The bankruptcy filing plan was set up to launch the moment filing was confirmed on the wire services. Implementation was spread out over two days, beginning on December 5, 2000 the day before the filing.  
The day before the filing a Communications Center, which included Armstrong staff and Burson-Marsteller staff, was activated and became the hub for the announcement. Burson-Marsteller was charged with responding to all media and investor calls, while a specially trained cadre of 60 customer service representatives were charged with responding to employee, customer, vendor and supplier calls. A 200-page Chapter 11 Crisis Manual was distributed to all managers during advanced briefings

The day of the filing, December 6, 2000, a coordinated effort was launched that included national distribution of a press announcement to local, regional and trade and business media as soon as the filing was effective. Local media were invited to a press conference (accessible to national media via a dial-in toll free line) hosted by CEO Michael Lockhart to explain the reasons for the Chapter 11 filing.  
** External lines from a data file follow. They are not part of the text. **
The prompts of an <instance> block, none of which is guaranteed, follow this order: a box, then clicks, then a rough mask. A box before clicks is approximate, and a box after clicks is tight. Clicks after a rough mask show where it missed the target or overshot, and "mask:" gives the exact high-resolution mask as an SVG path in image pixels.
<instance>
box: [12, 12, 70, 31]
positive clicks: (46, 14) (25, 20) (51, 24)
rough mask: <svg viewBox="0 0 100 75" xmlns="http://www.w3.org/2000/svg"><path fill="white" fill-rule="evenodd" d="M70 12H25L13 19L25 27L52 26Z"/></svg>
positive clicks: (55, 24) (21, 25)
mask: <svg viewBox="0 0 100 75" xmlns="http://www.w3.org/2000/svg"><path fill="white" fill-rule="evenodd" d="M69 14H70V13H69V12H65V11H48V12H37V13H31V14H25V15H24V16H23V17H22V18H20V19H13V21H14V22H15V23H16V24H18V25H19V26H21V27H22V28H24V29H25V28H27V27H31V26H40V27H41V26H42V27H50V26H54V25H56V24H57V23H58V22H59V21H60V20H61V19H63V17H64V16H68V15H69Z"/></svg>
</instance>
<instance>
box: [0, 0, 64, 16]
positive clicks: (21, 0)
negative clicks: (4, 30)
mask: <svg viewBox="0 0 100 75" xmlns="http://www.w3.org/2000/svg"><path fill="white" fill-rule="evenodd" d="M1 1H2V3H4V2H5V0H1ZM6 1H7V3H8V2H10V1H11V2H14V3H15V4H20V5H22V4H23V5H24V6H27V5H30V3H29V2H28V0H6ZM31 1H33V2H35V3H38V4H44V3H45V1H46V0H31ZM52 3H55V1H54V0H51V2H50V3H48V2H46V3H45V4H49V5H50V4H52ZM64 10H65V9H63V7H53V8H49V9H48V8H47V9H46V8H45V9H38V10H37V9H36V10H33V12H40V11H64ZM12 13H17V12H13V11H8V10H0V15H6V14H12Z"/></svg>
Vendors, customers and employees received a letter from Lockhart explaining the company’s restructuring efforts.  Managers were responsible for calling key accounts, while Human Resource managers made contact with employee union representatives.  
The internal communications was equally rigorous with voicemail, Intranet and video announcements targeted to employees.  CEO Mike Lockhart held employee briefing sessions and each employee received  a brochure, the Armstrong Employee Guide to Chapter 11,explaining the mechanics of the Chapter 11 process, and providing answers to the most commonly anticipated questions. Specialized materials were developed in German, French, Swedish and Mandarin to explain to international audiences that Armstrong’s foreign subsidiaries are not a part of the Chapter 11 process.  And a web-site devoted to Armstrong’s Chapter 11 filing, providing background information on Chapter 11 process, updated information of interest to specific audience groups.
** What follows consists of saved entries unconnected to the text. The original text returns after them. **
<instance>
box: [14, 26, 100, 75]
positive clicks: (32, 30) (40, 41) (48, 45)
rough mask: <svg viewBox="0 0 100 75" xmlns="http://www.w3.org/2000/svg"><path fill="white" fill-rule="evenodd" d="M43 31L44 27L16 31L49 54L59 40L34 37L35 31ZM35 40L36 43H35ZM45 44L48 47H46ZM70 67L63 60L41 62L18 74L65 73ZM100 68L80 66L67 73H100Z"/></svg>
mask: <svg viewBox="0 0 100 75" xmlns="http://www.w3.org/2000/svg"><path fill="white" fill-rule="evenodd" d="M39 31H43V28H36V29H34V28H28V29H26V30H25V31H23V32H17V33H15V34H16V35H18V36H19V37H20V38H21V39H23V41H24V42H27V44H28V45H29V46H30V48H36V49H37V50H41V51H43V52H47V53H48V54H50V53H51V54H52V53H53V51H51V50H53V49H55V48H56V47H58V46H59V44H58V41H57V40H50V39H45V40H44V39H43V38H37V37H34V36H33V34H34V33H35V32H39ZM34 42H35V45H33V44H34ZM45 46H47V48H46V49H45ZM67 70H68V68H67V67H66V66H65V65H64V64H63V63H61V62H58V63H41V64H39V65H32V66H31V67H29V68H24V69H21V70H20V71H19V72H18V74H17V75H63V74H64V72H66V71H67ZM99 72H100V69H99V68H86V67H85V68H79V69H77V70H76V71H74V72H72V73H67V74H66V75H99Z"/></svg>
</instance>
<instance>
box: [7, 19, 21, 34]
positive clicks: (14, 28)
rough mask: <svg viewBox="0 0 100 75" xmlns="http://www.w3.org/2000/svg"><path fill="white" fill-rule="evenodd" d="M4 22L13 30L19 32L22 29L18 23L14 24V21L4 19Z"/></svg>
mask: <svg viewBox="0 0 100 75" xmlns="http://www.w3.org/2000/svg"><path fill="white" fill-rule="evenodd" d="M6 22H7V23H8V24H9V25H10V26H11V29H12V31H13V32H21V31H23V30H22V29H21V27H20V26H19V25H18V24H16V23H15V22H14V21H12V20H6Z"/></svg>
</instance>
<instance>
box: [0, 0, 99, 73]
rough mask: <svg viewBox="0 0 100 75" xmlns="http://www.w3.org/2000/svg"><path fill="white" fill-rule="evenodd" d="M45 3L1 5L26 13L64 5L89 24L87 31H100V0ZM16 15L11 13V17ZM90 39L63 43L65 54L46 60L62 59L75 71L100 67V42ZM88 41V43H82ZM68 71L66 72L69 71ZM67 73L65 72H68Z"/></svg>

There were several measurements for success for this campaign:

  • Web site hits—There were approximately 184,000 hits to the web site on the day of the filing.
  • Press conference attendance—the press conference was attended by all the major news outlets in the Lancaster, PA/Pennsylvania area 
  • Use of Chapter 11 visuals aids by local media—All local media featured the visuals that were created to explain the bankruptcy process including the employee brochure, charts of the bankruptcy process and the web site URL. 
  • Media hits—Media coverage indicated that Armstrong’s reputation remained intact despite the filing. The next morning’s headline in Lancaster’s daily read “Employees back firm’s decision”; Coverage was also secured in all major newspapers and wire services. National coverage appeared in The Wall Street Journal, AP, Dow Jones, Reuters, Bloomberg News. The New York Times headline read “For Armstrong, bankruptcy the lesser of two evils.”
  • Call to the Communications Center—eight hundred (800) calls were logged by the Communications Center’s customer service representatives. This response indicates that that Armstrong was able to effectively reach out to its target audiences and contain the crisis by clearly communicating its key messages.